Canadian-American trumpeter, composer, producer, and artistic director
David Buchbinder is a Canadian-American trumpeter, composer, producer, and multidisciplinary performance creator whose work spans jazz, klezmer, and cross-cultural music projects. He has led ensembles including the Flying Bulgar Klezmer Band and David Buchbinder’s Odessa/Havana. His discography spans from about 1999 to 2017.

== Early life and education ==
According to The Canadian Encyclopedia, Buchbinder holds dual citizenship, grew up in St. Louis, and moved to Toronto as a child.
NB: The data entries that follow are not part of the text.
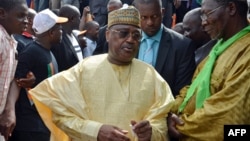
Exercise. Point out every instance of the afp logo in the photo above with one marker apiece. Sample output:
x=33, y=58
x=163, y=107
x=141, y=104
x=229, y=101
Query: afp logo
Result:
x=233, y=132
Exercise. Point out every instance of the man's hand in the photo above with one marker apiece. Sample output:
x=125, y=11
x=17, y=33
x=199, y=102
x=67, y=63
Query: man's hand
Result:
x=7, y=123
x=27, y=82
x=142, y=129
x=112, y=133
x=172, y=121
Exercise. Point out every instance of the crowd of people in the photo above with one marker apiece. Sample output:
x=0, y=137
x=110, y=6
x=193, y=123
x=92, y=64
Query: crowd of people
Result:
x=120, y=70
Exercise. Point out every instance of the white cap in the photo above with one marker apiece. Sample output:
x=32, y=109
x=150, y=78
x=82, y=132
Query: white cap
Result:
x=45, y=20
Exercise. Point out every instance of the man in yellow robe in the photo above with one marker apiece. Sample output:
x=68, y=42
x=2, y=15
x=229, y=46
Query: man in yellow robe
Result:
x=112, y=96
x=222, y=96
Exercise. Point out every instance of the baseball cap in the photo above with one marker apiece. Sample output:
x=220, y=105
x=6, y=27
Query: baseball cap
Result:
x=126, y=15
x=45, y=20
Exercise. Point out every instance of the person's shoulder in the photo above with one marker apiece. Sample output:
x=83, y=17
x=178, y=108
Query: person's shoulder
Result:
x=141, y=64
x=95, y=60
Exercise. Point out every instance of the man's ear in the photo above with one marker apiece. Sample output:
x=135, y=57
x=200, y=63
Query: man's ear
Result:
x=2, y=13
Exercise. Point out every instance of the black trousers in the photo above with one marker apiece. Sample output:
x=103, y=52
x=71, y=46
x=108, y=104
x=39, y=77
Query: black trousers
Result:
x=29, y=136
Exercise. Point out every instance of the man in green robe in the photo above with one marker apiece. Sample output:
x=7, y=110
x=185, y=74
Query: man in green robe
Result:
x=219, y=93
x=112, y=96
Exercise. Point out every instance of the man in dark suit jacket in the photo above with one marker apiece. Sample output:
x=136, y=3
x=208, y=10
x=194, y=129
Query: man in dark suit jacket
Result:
x=65, y=52
x=173, y=53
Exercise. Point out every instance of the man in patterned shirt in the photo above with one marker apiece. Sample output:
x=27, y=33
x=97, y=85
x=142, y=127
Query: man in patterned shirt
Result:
x=13, y=19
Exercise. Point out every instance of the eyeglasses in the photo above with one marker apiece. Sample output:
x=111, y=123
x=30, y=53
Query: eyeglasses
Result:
x=204, y=16
x=126, y=33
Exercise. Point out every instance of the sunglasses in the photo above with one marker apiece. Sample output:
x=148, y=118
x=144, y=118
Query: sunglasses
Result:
x=125, y=34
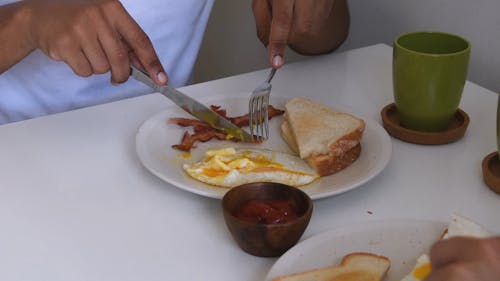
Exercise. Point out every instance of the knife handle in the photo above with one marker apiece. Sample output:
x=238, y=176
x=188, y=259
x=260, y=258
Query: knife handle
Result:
x=143, y=77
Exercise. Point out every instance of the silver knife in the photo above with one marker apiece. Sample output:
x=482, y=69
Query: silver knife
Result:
x=193, y=107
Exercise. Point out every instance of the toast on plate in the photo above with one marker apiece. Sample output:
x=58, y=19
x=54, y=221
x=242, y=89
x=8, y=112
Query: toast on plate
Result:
x=354, y=267
x=458, y=226
x=327, y=139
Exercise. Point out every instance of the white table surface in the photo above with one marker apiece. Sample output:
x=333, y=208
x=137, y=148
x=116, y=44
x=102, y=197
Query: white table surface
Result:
x=76, y=203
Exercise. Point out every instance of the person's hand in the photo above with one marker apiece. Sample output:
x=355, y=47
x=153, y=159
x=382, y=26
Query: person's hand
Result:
x=465, y=259
x=308, y=27
x=93, y=37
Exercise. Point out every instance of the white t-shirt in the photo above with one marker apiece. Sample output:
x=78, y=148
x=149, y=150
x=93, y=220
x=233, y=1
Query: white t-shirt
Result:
x=38, y=86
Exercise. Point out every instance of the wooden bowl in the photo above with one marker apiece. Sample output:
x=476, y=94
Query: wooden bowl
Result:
x=266, y=236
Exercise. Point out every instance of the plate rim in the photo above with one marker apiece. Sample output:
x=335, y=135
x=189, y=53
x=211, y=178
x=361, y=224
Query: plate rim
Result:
x=381, y=163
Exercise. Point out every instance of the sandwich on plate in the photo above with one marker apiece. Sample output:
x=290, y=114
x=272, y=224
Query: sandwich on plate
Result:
x=327, y=139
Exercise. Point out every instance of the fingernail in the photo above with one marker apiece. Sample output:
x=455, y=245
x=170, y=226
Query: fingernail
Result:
x=277, y=61
x=162, y=77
His musical training included private study in trumpet technique and jazz improvisation with teachers in Toronto and New York City.

He is the brother of filmmaker Amnon Buchbinder (1958-2019).

== Career ==
=== Ensembles and recordings ===
Buchbinder founded the Flying Bulgar Klezmer Band in Toronto and served as its bandleader; the ensemble became associated with the revival and reinterpretation of klezmer music in Canada and performed internationally.

He later formed and led David Buchbinder’s Odessa/Havana, a project connecting Jewish musical traditions with Afro-Cuban music. A profile of Buchbinder and the project appeared in DownBeat (March 2014).

=== Festivals, artistic direction, and multidisciplinary performance ===
Buchbinder helped found Toronto’s Ashkenaz Festival and served as its founding artistic director at Harbourfront Centre, helping establish the festival’s artistic vision.

He was the 2016 recipient of the William Kilbourn Award (Toronto Arts Awards). The Toronto Arts Foundation profile also describes him as an inaugural Resident Artist at the Young Centre for the Performing Arts, as well as the founder of Diasporic Genius and artistic director of major music initiatives including the New Canadian Global Music Orchestra (KUNÉ).

== Composition and production ==
Buchbinder composes for his ensembles and has written music for film and television.

=== Film and television ===
His screen work includes original music for films directed by Saul Rubinek, including Jerry and Tom (1998), Club Land (2001), and Bleacher Bums (2002).

He also composed the score for the animated short The Stone of Folly (directed by Jesse Rosensweet). The film received a Prix du Jury at an international film festival, and Buchbinder was recognized at the ASIFA-East Animation Awards for excellence in soundtrack composition.

== Published writing ==
Buchbinder’s writing appears in the anthology What We Talk About When We Talk About Dumplings (Coach House Books). He also contributed an opinion article to the Toronto Star.

== Selected discography ==
David Buchbinder
- Shurum Burum Jazz Circus (2005)

David Buchbinder’s Odessa/Havana
- Odessa/Havana (2007)
- Walk to the Sea (2013)
- Conversation of the Birds (2017)

Nomadica
- Dance of the Infidels (2015)

Flying Bulgar Klezmer Band
- Agada: Tales from Our Ancestors (1993)
- Tsirkus (1999)
- Sweet Return (2003)
- Tumbling Into Light (2009)

== Awards and recognition ==
Buchbinder and David Buchbinder's Odessa/Havana won the JUNO Award for World Music Album of the Year in 2014 for Walk to the Sea.

The Flying Bulgar Klezmer Band was nominated for a JUNO Award in the World Beat category in 1992.

The Canadian Encyclopedia notes that David Buchbinder's Odessa/Havana were named the Canadian Folk Music Award's World Group of the Year (2008).

At the 9th Canadian Folk Music Awards (2013), David Buchbinder & Odessa/Havana (Walk to the Sea) were nominated for World Group of the Year.

Buchbinder received the William Kilbourn Award (Toronto Arts Awards) in 2016.

He was named a finalist for the Premier's Awards for Excellence in the Arts (2016, Music).

Buchbinder was a contributor to Yiddish Glory, which was nominated for a Grammy Award.